An
Ordinary Saint
The
Life and Contributions of Joseph Henry Dean
by Davis Bitton
Joseph
Henry Dean did not live a life without troubles, but he
touched a lot of bases. He was a foot soldier of the restoration.
There have always been many such members who never quite
make it into the limelight.
Born
in England, he emigrated with his parents and settled in
Utah. In 1876 we find him working
as a stonecutter on the Salt Lake Temple. At age 21, he
married. After teaching school for a year he was called,
with his wife Sally, to serve a mission in the Sandwich
Islands. Returning to Utah, he attended the People’s Party
convention and was elected Salt Lake City alderman. He
was also a justice of the peace.
In
1885, when he married a plural wife, Florence Ridges, he
was convicted of unlawful cohabitation and served a term
in the territorial penitentiary. After his release, he
served another mission in Hawaii, taking Florence with him.
This turned out to be a mission with great consequences,
for the Deans were called to go to Samoa and open up the
missionary work there.
Returning
to Utah, he wrote tracts and articles for Church periodicals.
He traveled to California. He visited Brigham Young Academy.
True to his long-standing affection, he paid a visit to
the Hawaiian saints at Iosepa.
But
how could he make a living? Dean attended the dedication
of the Salt Lake Temple in 1893 and then was employed as
custodian. When a special evening meeting for the temple
workers was convened, Dean attended. Thanks to his record
that we have the following precious entry:
"I never felt a more heavenly influence
in my life, especially the last hour. We did not get away
until 12:30. The last hour our hearts were so melted that
the most of us were sobbing and weeping for joy. Pres.
Geo. Q. Cannon began to speak at 11:30. He was saying or
began to say that he knew that Jesus was the Christ, for
he had seen his face and heard his voice. His emotions
here overpowered him, and he had to stand and say nothing
for a few moments until he could control himself. He also
testified that he knew that God lived for he had seen his
face and heard his voice."
Sacred
experiences in holy places are usually not reported to the
public. In writing this entry in his journal, Dean was
not calling a press conference. But for himself, for his
family, and for some of the rest of us many years later
he preserved a moment of great spiritual intensity.
By
the late 1890s Dean had homes in Fruitland, New Mexico,
and Mancos, Colorado. He ran a store for a time. Then
he hit the road as a traveling salesman from New Mexico
and Colorado through Utah and up
into Idaho. His specialty was Indian blankets, but he also
sold books, postcards, and life insurance. Since we know
he had a great interest in music, I like to picture him
as our Latter-day Saint version of Professor Harold Hill
in The Music Man.
Eventually
he settled in Shelley, Idaho, leasing a hotel there. When
his son Harry was called to serve a mission in Samoa, Joseph,
the father, was called on a third mission there. The father-son
team translated many hymns from
English into Samoan and supervised the publication of a
Samoan hymn book. Returning to Idaho, Joseph
took a job with the sugar company.
In
the church, in addition to serving as a high councilman,
he was a ward chorister and a stake chorister. His
choirs performed in sacrament meetings and in quarterly
stake conferences. For Christmas and Easter they performed
cantatas. One of his choirs won first prize at a competition
held in Rexburg. He composed hymns. You may recognize
the hymn entitled “Before Thee, Lord, I
Bow My Head.”
Joseph
Henry Dean is a good reminder that choral singing in the
church was not limited to the Tabernacle Choir. Excellent
choirs were organized in wards from Canada to Mexico.
Harry
Dean, the son who had served in the Samoan Mission with
his father, decided to make a career in music. After his
studies, he taught music at Gila College, Ricks College,
and for thirty years at Snow College.
In
1929 Joseph Dean listened to the first radio broadcast of
the Tabernacle Choir. During the 1930s, times were especially
tough. At age 78, he took a job as a night watchman. But
there was also a sweetness to his final years. He was ordained a patriarch.

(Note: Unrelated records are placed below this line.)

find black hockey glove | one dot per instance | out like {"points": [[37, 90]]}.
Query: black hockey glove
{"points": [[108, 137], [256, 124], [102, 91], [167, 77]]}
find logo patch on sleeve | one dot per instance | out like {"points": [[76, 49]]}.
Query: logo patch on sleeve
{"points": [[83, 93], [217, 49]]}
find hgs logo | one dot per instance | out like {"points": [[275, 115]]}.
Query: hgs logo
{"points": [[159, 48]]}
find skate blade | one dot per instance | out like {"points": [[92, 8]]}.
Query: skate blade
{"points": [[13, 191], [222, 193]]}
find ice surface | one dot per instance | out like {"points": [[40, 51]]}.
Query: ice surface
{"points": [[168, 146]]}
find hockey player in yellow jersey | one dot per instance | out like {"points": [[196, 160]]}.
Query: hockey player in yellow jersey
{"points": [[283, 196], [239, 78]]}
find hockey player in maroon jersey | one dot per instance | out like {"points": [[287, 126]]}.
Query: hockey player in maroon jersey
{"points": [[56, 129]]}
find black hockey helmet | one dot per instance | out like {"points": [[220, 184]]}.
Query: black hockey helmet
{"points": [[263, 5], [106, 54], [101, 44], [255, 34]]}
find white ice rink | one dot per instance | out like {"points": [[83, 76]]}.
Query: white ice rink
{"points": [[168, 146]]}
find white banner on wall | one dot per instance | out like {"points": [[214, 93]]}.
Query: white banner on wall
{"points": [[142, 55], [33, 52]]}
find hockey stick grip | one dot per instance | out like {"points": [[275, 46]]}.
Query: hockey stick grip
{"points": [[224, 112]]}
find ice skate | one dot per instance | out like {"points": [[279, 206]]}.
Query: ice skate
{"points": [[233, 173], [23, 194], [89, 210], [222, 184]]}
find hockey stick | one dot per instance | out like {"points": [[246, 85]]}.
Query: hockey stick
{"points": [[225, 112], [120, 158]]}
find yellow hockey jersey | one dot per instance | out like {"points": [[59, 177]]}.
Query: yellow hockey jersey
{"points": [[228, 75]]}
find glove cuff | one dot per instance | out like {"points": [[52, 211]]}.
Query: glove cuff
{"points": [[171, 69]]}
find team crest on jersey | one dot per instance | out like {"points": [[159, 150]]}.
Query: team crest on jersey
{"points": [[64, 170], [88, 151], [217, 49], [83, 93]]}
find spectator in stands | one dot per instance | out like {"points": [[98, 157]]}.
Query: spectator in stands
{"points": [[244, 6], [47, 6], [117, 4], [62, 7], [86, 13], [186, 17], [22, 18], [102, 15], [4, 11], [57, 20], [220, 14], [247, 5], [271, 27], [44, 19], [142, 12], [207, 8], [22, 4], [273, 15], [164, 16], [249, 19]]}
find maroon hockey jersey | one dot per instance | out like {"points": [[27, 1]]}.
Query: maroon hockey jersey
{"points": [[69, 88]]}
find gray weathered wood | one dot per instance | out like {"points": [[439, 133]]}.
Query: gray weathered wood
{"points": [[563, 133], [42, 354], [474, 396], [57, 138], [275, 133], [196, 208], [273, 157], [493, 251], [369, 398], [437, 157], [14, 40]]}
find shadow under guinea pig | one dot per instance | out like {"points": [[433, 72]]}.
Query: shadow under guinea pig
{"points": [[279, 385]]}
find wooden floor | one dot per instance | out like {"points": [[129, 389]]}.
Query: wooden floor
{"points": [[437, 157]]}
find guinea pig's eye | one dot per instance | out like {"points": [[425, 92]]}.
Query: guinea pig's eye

A special testimonial meeting was held in his honor. He
wrote in his diary, “I have lots of friends and no enemies.”
It
was right after the dedication of the Salt Lake Temple in
1893 that Joseph Dean became a member of the Tabernacle
Choir, continuing for three or more years. How he enjoyed
it! It provided a foundation of musicianship and a living
example of how things should sound that undergirded his
own composition and choir directing for many years.
You
may be interested in an excursion the Tabernacle Choir took
to Brigham City in 1893. On the third day, they met in
the tabernacle, and Dean was called upon to speak. This
is what he said:
"My
brethren and sisters, I am very glad that my turn has come,
for ever since I knew I had to speak a very serious state
of thing has happened to me, that is
an almost total suspension of the process of digestion.
I feel as though I would like to thank the people of Brigham,
but when I try to thank those who have been kind to me,
a peculiar lump has a crazy way of rising up in my throat
and choking me.
"I
was never so killed with kindness in my life. At the place
where I am stopping they have fed us on strawberries and
cream, and I have eaten so many that last night I had a
strawberry nightmare. I thought a great red strawberry
came into the bedroom. It was so large it had to draw in
its sides to get through the door. It hopped around the
bed, and declared with two exceptions I had destroyed more
strawberries than any other person on the excursion. The
two exceptions were Bishop Romney and Sister McDonald."
Those
in the audience, including the other members of the choir,
got a huge kick out of that story. Over all the others
could be heard the laughter of President Joseph F. Smith.
Joseph
Henry Dean–a man of dedication and prayer, a man who carried
the gospel across the sea, a hard-working man, a man who
added music to the lives of many people. His life exemplifies
the words of the hymn “Each Life That Touches Ours for Good.”